Was war nur passiert?

Was war nur in diesem mehrgeschossigen Wohnhaus hinter den Türen der Familie am Eichendorffweg in Erkrath-Hochdahl passiert? Bei ersten Befragungen in der Nachbarschaft gab es noch keine eindeutigen Aussagen, dass dort ein Kind immer wieder misshandelt wurde, das dabei laut geschrien haben muss. Auch die Aussagen der Großeltern der beschuldigten Mutter, die im selben Haus wohnen, brachten die Ermittler erst mal nicht weiter.

Die Mutter und ihr Freund, mit dem sie seit März ein Verhältnis hatte, waren bei der Polizei bisher ein unbeschriebenes Blatt: keine Auffälligkeiten, keine früheren Straftaten. Beide stammen aus Russland.

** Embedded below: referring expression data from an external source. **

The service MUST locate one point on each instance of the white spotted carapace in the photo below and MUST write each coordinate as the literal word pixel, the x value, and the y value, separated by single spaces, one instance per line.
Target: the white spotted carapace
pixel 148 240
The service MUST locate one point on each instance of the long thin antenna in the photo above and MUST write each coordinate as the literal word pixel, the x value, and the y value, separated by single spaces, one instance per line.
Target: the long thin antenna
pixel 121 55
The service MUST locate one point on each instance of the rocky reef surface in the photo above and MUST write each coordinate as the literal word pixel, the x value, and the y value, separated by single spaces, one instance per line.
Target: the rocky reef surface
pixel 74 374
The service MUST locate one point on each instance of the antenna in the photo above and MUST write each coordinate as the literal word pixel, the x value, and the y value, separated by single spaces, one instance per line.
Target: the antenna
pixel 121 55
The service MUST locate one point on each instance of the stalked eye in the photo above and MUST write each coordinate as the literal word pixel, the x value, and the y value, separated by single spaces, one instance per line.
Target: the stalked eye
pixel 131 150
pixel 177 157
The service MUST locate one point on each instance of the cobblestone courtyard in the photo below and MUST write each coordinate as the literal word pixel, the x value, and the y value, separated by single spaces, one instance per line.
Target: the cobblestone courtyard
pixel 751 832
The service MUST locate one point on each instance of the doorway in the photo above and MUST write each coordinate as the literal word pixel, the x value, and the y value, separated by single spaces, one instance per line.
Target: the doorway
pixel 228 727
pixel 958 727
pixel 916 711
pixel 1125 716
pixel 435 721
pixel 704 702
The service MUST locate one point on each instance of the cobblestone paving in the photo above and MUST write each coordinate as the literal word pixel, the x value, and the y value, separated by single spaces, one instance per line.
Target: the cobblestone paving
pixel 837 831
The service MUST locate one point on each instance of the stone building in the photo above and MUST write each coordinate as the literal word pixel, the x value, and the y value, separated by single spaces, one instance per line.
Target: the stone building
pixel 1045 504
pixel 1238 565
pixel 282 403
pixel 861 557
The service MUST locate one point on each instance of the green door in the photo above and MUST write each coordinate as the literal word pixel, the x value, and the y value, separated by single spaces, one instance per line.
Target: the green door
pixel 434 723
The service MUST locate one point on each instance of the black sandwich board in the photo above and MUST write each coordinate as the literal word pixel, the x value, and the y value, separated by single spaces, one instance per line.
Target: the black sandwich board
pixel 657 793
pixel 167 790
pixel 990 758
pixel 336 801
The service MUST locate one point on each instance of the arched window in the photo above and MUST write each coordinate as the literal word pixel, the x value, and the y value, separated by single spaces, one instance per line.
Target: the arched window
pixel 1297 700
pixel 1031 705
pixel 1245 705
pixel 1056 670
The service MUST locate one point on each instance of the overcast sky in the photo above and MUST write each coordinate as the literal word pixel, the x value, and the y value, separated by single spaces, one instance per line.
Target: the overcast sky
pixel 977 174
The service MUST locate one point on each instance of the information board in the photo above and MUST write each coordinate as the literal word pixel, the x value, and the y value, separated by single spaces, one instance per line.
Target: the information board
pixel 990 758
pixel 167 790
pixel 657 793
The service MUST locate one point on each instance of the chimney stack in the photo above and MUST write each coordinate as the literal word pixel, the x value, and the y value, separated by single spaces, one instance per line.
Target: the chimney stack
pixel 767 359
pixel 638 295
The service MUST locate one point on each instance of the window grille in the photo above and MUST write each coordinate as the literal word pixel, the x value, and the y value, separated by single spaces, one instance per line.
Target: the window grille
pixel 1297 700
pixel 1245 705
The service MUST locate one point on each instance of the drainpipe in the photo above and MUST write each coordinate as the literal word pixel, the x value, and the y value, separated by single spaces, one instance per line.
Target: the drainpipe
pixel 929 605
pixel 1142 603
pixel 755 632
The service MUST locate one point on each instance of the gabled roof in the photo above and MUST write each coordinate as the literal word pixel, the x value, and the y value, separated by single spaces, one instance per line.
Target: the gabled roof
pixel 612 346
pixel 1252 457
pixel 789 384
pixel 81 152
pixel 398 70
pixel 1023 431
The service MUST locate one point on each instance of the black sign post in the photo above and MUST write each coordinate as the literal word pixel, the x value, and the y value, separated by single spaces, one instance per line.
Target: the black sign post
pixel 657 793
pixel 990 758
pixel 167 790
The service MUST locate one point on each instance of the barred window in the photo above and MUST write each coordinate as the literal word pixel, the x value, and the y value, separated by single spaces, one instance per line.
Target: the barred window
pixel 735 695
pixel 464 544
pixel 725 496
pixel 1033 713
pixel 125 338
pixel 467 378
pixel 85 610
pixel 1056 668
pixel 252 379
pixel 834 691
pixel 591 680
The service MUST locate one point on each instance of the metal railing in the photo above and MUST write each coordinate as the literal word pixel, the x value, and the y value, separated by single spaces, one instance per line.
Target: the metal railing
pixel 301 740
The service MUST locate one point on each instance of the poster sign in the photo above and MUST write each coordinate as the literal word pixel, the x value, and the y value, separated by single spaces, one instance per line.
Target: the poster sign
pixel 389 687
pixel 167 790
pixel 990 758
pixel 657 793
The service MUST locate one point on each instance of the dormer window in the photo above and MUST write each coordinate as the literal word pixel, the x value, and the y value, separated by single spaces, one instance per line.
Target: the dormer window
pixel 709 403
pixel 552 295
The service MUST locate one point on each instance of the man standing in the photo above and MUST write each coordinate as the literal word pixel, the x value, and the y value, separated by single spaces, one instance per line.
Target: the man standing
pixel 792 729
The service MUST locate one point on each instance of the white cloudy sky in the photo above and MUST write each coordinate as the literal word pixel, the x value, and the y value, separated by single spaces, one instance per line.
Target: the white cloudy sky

Er kam kurz nach der Geburt nach Deutschland, sie lebt seit fünf Jahren hier. Er hat seinen Job als Werkzeugmechaniker im vorigen Jahr verloren. Zuletzt waren beide arbeitslos. Die Mutter hatte neben dem zweijährigen Sohn drei Töchter im Alter von acht, zehn und zwölf Jahren zu versorgen. Der Vater, der sich vor einem Jahr von ihr trennte, hatte nur noch unregelmäßigen Kontakt zu seinen Kindern. Den Jungen sah er vor wenigen Wochen das letzte Mal.


„Uns hat das alles sehr erschüttert“

Über Gewaltausbrüche in der Familie war dem Jugendamt nach ersten Erkenntnissen nichts berichtet worden. „Uns hat das alles sehr erschüttert“, sagte Landrat Thomas Hendele auf einer Pressekonferenz am Donnerstag.

Tags zuvor, gegen 13.30 Uhr, alarmierte der Lebensgefährte der Mutter die Feuerwehr über den Notruf 112. Sofort rückten Rettungskräfte und der Kinder-Notarzt zum Eichendorffweg unweit der Sandheide aus. Das Kind lag leblos in der Wohnung der Großeltern. „Es war bereits tot“, sagte Kriminalhauptkommissar Udo Moll. Nach 35 Minuten gab der Notarzt die Wiederbelebungsversuche auf.

Routinegemäß wurde die Kripo Mettmann informiert, um den Leichnam in Augenschein zu nehmen. Schon auf den ersten Blick lag die Vermutung nahe, dass die zahlreichen Verletzungen des Kindes durch „stumpfe Gewalt“ herbeigeführt wurden. Sofort wurde eine Mordkommission mit Düsseldorfer und Mettmanner Kripobeamten gebildet.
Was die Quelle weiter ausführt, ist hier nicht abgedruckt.